Our society bears a huge burden when it comes to confining criminals. The prisons are overflowing, and the costs are stupendous (I believes it's somewhere around $40,000 per year per prisoner).
How can this problem be solved? Also, what's to be done in a truly libertarian society? How would we deal with criminals?
Just the fact that drugs wouldn't be a crime assures a much smaller prison population
Keeping in mind, that majority of criminals are in prison for non-violent crimes, I don't see a big problem here at all. This violent minority can be easily dealt with private institutions and social/economical ostracism.
(english is not my native language, sorry for grammar.)
rosstaylor:How can this problem be solved? Also, what's to be done in a truly libertarian society? How would we deal with criminals?
Move the focus of justice a way from "punishment" which does nothing for the victims, and instead focus on restitution. This would inherently eliminate the problem of victimless crimes.

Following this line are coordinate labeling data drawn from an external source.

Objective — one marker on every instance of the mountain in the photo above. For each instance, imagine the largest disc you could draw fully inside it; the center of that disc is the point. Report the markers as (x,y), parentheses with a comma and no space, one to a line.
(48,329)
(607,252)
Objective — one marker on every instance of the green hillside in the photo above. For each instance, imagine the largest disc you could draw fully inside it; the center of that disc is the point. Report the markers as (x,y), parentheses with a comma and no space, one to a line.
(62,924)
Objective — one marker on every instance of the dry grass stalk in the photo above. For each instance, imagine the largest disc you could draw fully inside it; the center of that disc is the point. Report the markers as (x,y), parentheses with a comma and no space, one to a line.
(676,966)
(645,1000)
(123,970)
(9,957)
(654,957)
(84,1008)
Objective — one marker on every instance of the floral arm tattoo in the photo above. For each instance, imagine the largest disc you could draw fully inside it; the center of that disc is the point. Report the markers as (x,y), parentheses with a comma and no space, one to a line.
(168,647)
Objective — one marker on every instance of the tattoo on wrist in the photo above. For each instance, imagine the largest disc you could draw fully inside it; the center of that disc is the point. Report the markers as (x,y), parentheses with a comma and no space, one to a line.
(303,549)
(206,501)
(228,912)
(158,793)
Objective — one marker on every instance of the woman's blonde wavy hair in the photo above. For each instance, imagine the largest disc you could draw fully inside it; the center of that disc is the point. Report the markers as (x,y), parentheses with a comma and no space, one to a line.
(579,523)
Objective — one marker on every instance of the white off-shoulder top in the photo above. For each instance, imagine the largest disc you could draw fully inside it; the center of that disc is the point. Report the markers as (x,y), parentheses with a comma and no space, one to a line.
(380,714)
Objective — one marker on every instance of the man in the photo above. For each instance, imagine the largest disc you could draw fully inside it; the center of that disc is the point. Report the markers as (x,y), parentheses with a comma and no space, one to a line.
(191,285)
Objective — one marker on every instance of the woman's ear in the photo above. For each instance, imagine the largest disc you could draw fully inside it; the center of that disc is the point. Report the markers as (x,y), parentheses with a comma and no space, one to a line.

As it stands now, a thief may steal and destroy a certain sum of property from a victim. The only restitution the victim can expect is to pay room and board via taxes to house the criminal in a jail. The legal system should instead be focusing on how to bring monetary compensation back to the victim, the criminal would then be obligated to find some way of paying back his dept To the victim.
For some reason our society seems to think that justice only comes about via torture, pain, and wrist slapping. IMO it's an adolescent belief at best.
I recently posted in this forum on that very subject. "Crime and Punishment in an Anarcho Capitalist Society". Please give it a read and let me know what you think.
Check out the chapter on police and courts in For A New Liberty.
http://mises.org/rothbard/foranewlb.pdf
Richard Maybury wrote in his book Whatever Happened to Justice?:
Many Americans today believe that law and government are nearly the same thing, but this is incorrect. Law and government are different institutions and don't necessarily go together. Early common law judges had no connection with government. So could a criminal simply walk away? Yes and no. If they refused to pay restitution to the victim, the judge would use a procedure called outlawry. He'd say, "We will not force the law on you. But since you don't accept the responsibilities of the law, neither shall you have its protections. From now on your legal status will be no different from that of a rabbit or any other wild animal outside the law." Then anyone could hunt him down and kill him or take his things or enslave him. It was none of the court's business. The victim might even hire a bounty hunter to track the criminal down and sell him as a beast of burden to other individuals or corporations.